Got the car back to the garage, did a compression test, the numbers were: Cyl#1=190psi, cyl#2=180, cyl#3=195, cyl#4=100. DOH! A leak down test on cyl#4 had bad news to. Pulled off the cylinder head and found that one of the ARP head studs had busted through a water jack, I am assuming that the hole had debris or too much oil in it. Remove the motor as it is junk. Pull out cylinder #4 to find the ring lands are busted. Good catch! It would have been moments away from disaster!
A few lessons learned:
-Don't trust other people to build motors, even if they are a dealer technician
-Compression test motor before going to a dyno session
What you are looking at, is a broken coolant jacket.
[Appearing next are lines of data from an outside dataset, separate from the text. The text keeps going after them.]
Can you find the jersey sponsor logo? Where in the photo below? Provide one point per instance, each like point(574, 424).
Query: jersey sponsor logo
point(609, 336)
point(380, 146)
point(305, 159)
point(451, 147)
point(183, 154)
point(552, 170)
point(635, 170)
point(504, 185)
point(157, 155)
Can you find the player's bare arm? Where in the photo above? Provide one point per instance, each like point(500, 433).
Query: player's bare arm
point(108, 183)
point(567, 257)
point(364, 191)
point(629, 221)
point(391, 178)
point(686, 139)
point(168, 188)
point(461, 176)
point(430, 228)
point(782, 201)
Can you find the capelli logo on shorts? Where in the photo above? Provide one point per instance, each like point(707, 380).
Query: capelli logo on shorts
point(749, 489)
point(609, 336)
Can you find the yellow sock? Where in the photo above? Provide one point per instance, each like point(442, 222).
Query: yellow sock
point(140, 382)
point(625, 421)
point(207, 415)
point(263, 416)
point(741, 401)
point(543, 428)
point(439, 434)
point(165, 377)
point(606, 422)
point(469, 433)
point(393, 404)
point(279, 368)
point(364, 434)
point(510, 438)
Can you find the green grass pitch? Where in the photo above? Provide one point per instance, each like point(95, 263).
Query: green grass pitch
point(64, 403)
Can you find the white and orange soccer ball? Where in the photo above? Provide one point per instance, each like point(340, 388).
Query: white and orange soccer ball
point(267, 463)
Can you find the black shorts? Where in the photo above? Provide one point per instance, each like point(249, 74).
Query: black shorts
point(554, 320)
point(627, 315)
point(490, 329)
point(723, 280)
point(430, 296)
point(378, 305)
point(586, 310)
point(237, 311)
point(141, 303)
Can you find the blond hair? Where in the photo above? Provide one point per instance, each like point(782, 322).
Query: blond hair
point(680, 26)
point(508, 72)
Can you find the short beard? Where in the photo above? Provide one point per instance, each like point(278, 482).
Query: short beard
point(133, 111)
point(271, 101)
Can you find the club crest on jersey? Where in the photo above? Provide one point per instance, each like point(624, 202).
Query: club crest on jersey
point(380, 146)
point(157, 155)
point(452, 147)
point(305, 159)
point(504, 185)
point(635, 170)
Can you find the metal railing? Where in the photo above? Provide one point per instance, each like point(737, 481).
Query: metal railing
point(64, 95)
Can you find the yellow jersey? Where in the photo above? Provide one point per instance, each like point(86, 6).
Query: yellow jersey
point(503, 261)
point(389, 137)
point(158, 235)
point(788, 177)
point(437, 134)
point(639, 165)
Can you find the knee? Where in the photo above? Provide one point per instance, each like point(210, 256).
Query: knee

The person who installed the ARP head studs did something majorly wrong to bust it out! Mostly like the bolt hole wasn't clean and or had oil/debris inside.
We acquired another motor with unknown history. A compression test was conducted with it out of the car and it passed, so we cleaned it up, swapped heads, our good bits, and installed it in the car. Got the car fired up, found it has an exhaust leak. Found a crack in the exhaust manifold. Right were the factory crimp on the tube.